Identity Document Verification
Identity document verification can be a physical process or done digitally. Physical identity proofing occurs when a customer performs a face-to-face transaction at a company location and presents identity documents such as an ID card, passport, or driver’s license. A company employee compares the photograph on the documents with the person standing in front of them and validates the information supplied against an authoritative source, such as government or credit records. Once identity is established, documents are copied and physically stored.
Businesses needing to establish real-world identity with online users can verify documentation using a scan of a valid passport or ID along with other verifiable personal information, like an address or phone number. To ensure that scanned documents aren’t stolen, businesses sometimes ask users to submit a selfie of themselves holding the documents.
Knowledge-based authentication (KBA) verifies identity by asking a person a set of security questions with answers only that person should know, e.g., “What is the middle name of your oldest sibling?” or “What is your father’s middle name?” Questions cannot be answered with a yes or no, and sometimes there is a time limit on answering the question.

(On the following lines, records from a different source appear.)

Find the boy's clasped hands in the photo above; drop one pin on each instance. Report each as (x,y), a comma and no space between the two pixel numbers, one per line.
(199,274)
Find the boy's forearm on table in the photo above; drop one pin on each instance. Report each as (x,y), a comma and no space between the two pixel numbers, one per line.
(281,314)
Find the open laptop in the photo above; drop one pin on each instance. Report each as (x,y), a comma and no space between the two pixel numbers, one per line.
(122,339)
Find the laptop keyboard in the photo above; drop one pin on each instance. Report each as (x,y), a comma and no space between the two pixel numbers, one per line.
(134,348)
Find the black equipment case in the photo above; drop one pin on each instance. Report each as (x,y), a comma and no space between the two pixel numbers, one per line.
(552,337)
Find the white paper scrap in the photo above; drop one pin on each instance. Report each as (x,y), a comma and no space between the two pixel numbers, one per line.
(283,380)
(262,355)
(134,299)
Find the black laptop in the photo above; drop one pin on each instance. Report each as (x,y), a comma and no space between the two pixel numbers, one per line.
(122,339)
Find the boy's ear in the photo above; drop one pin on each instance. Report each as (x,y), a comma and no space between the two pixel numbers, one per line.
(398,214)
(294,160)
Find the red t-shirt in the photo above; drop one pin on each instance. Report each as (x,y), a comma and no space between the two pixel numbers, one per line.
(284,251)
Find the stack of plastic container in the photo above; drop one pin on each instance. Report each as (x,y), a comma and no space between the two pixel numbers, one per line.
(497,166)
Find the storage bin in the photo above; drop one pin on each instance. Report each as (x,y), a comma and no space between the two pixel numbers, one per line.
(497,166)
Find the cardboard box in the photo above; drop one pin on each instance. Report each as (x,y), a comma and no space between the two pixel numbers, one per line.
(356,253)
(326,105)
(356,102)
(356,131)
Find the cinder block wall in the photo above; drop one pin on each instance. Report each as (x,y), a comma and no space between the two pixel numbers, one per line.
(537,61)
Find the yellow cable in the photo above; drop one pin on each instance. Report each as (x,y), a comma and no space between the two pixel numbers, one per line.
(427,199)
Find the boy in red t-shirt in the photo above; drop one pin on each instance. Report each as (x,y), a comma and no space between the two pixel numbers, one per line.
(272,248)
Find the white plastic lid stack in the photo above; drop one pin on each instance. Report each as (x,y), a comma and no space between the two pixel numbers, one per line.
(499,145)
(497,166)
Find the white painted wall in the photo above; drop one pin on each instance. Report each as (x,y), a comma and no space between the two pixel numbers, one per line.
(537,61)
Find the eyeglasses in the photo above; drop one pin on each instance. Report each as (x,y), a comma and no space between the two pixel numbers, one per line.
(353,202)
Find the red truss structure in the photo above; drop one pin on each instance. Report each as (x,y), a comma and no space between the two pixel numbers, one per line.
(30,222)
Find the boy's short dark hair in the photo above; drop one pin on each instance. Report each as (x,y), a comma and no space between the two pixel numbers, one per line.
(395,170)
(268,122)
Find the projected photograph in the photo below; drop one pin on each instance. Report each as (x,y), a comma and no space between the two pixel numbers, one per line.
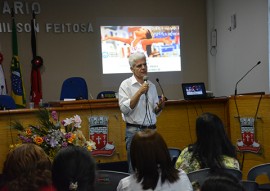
(160,44)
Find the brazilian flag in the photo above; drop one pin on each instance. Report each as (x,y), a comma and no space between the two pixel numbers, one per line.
(17,86)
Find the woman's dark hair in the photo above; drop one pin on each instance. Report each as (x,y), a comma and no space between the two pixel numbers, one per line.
(27,167)
(222,182)
(212,142)
(148,35)
(74,165)
(150,158)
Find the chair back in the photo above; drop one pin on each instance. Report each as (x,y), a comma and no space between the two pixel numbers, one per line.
(108,180)
(74,88)
(237,173)
(7,102)
(263,169)
(174,153)
(199,176)
(106,94)
(250,185)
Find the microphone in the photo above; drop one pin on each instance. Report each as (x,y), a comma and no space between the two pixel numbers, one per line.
(161,89)
(145,78)
(235,91)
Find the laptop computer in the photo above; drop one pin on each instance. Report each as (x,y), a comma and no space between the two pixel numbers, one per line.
(194,90)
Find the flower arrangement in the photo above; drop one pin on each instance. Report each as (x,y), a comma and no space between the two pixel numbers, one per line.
(52,134)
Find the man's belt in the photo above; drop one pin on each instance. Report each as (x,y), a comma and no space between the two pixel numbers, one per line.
(142,126)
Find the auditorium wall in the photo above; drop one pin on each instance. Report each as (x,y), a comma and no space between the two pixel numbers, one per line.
(69,54)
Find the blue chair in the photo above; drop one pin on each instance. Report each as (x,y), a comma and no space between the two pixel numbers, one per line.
(7,102)
(174,154)
(106,95)
(262,169)
(108,180)
(74,88)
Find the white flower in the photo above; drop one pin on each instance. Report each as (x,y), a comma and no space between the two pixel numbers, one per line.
(67,121)
(77,121)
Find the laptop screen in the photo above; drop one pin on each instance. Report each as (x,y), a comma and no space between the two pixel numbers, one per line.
(194,90)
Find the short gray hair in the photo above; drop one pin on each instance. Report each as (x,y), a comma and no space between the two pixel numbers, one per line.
(134,57)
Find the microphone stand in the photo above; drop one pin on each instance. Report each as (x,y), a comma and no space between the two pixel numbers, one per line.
(161,89)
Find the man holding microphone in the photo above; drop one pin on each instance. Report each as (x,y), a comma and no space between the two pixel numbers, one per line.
(138,100)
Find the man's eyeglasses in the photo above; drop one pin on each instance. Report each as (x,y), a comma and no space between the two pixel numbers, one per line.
(140,65)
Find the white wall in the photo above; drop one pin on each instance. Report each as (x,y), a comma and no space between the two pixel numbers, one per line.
(240,49)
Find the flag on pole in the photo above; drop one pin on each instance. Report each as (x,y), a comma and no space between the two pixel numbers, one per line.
(3,86)
(17,86)
(37,61)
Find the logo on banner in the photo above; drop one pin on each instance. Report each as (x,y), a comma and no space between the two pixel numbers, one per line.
(99,134)
(248,142)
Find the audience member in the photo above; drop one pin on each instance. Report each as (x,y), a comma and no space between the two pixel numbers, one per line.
(151,162)
(212,149)
(74,169)
(27,167)
(222,182)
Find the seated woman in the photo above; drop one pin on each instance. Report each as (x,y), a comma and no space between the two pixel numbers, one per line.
(212,149)
(74,169)
(27,167)
(151,162)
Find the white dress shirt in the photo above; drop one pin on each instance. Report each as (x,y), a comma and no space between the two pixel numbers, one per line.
(137,115)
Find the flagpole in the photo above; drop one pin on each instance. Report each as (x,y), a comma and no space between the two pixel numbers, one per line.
(17,85)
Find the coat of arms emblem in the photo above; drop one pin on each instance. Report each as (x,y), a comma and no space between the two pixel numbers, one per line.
(99,134)
(248,142)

There are two types of KBA: static and dynamic. Static KBA asks the user questions from a set repository of questions in a company’s database. Both questions and answers are stored in the database and presented to the user when identity needs to be confirmed, such as for a password reset. Static KBA is part of multi-factor authentication or MFA and satisfies the “something you know” factor, but the answers to these questions can be easily discovered through social engineering.
Dynamic KBA uses security questions automatically generated from a variety of different data sources, including the user’s credit history and public records. This is information only a legitimate user could give but is more difficult for a hacker to find out.
Out-of-band (OOB) authentication uses another channel besides an online process to authenticate an individual. OOB is commonly used for online banking to perform certain processes, such as logging in or changing the account to add a payee or change a password. When performing these types of actions, an authentication code is sent via SMS to the mobile device of the account holder.
OOB, also a form of MFA, increases security by requiring the person to have access to an external account or another device in their possession. Using a separate channel makes it more difficult for an attacker to circumvent or intercept the proofing process because the attacker would have to access and compromise two separate communication mechanisms.
Biometric verification is used to identify individuals based on unique physical characteristics such as fingerprints, voiceprints, retina scans, signature comparisons, and DNA. Once only common in the most stringent security settings, these types of verification are becoming regular features in the latest smartphones and digital devices.
Biometrics give greater assurance that a person is who they say they are. The verification is used in several industries, including healthcare to identify patients, law enforcement to track people in the judicial system, and government entities for voter registration.
Biometrics are considered more secure than other forms of identification because they are unique to the individual and harder to forge or steal. They’re highly convenient after initial setup, requiring no passwords and no questions to be answered.
With the rise in online fraud and identity theft, the security of your business is always under threat. Understanding your risk posture and implementing an effective identity proofing solution can improve your organization’s security to prevent fraudulent users from accessing your sensitive data and the costs associated with a data breach.
Identity proofing can be implemented in several ways to help you authenticate users, including document scanning, knowledge-based authentication, out-of-band authentication, and biometrics.